Shopaholic's picture

Yeah, I just do not understand how a SM can be jealous of a BM. I mean a SM gets to see the child and has the DH, sorry but just doesn't make sense to me.

laurels4u's picture

I also have a daughter and I am nowhere near jealous of her SM nor do I interfere in my daughter's relationship with the SM. My DD appears to like the SM. Early on, her dad did try to pull the calling her "mom" deal but I put a quick end to it. It did hurt at the time especially since the SM assaulted me from behind in my daughter's presence, she was only 3 years old at the time. I haven't forgiven nor have I forgotten but I don't insinuate myself into their lives and have a hard time understanding how some people, such as my DH's ex or the woman you describe, seem to think they have the God given right to still control an ex's life. I just don't get it.

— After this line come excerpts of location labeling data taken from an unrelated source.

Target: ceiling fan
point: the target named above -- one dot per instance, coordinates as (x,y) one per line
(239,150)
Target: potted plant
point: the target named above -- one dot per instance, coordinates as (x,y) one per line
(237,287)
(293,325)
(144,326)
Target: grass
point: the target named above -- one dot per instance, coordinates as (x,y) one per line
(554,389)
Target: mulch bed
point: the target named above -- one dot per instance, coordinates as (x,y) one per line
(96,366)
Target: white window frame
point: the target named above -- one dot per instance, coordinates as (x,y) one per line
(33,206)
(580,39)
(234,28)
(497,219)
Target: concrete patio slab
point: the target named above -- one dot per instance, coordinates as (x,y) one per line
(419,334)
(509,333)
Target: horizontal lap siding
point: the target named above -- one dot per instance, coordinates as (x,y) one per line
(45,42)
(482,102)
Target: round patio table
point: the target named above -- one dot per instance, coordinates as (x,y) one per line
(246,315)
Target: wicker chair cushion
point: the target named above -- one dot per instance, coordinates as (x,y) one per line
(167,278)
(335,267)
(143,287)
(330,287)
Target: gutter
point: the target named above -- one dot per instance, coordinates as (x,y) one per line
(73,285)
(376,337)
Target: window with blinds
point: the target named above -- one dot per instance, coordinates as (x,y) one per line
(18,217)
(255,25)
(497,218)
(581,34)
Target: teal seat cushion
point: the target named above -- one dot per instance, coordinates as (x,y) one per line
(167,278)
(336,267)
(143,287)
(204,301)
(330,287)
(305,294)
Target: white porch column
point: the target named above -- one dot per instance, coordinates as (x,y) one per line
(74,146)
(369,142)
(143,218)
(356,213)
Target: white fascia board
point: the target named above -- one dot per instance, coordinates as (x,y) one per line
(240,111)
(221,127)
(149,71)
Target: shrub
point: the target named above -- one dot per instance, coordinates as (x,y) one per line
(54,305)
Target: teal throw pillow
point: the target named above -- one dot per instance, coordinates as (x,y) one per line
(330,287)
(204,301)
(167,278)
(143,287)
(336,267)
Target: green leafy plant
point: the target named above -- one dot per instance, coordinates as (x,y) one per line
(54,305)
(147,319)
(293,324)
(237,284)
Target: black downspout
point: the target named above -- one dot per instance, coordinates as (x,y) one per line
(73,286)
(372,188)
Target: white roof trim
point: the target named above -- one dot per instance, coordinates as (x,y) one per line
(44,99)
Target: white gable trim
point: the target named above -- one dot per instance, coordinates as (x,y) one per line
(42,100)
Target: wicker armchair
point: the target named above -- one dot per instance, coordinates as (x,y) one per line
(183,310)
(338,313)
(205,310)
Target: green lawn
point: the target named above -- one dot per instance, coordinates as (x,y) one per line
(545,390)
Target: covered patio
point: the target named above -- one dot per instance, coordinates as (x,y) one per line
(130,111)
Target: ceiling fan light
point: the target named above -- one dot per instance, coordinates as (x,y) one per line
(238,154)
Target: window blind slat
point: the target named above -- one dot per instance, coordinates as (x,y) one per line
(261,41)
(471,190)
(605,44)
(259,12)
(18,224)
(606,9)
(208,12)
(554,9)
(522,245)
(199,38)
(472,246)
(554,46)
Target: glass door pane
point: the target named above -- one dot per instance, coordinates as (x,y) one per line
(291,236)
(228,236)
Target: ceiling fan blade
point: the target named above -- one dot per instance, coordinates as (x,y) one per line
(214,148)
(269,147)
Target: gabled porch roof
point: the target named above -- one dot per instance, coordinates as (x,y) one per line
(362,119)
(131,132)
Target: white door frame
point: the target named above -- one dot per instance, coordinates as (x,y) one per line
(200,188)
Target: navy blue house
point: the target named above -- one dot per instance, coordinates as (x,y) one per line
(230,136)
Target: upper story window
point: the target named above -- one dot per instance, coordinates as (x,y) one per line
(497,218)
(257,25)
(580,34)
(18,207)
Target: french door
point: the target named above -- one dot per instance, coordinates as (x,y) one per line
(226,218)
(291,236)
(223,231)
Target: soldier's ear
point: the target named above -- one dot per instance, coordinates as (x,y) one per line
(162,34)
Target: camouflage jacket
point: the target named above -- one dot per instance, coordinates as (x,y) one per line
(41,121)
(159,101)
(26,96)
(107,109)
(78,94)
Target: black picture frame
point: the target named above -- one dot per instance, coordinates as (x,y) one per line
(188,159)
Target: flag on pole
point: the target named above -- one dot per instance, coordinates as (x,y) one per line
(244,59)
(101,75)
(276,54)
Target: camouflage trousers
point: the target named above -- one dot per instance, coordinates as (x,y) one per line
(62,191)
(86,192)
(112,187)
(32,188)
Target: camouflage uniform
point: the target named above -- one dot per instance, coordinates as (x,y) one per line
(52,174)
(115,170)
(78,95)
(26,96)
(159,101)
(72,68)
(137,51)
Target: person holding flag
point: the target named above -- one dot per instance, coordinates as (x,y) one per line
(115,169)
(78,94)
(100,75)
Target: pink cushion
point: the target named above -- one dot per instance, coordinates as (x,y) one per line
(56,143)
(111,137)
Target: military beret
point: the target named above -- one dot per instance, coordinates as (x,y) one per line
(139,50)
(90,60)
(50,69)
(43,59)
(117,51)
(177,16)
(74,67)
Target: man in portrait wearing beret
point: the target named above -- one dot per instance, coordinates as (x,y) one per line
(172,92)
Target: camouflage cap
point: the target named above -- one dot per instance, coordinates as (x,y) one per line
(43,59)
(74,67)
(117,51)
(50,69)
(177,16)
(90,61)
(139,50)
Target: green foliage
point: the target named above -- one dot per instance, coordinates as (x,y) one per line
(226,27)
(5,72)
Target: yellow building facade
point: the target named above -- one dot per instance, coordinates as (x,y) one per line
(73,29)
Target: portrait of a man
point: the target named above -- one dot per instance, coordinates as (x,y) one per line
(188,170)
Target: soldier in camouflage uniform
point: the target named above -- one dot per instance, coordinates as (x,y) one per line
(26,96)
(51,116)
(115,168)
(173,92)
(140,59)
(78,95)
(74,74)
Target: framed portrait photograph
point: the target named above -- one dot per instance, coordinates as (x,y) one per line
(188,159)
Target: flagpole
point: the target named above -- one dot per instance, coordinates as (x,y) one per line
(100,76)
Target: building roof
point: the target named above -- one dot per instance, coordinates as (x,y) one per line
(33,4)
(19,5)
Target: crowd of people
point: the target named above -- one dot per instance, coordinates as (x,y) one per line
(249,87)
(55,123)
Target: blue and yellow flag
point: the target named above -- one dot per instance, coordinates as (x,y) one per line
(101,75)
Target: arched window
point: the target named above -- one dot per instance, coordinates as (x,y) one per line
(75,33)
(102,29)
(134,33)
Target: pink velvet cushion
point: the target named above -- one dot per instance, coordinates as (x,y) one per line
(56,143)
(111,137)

My DH's ex sounds very similar to what you go through with Jennifer, however, much of what I know is second hand from my husband. I don't think the ex is jealous of me but I do think she's jealous of the fact that we married. I don't think she expected that to happen as she kicked my DH out after 7 years of marriage thinking no one else would ever want him/love him, but surprise, suprise, surpise! She also chooses to live a dysfunctional life being insecure, malicious, unproductive, and vindictive.

Anonymous's picture

I've read chocoholic's previous posts and watched while Jennifer came on this site to harass her and I think I know which name Jennifer is now posting under. This is a truly sick person and there is no way to make sense as to why this 'lady' (using the term loosly) acts the way she does. I think it is clear that she she is jealous and insecure whether or not she has reason to be. Jennifer does not sound like the typical sm and instead acts like the crazy bms that a lot of us here deal with.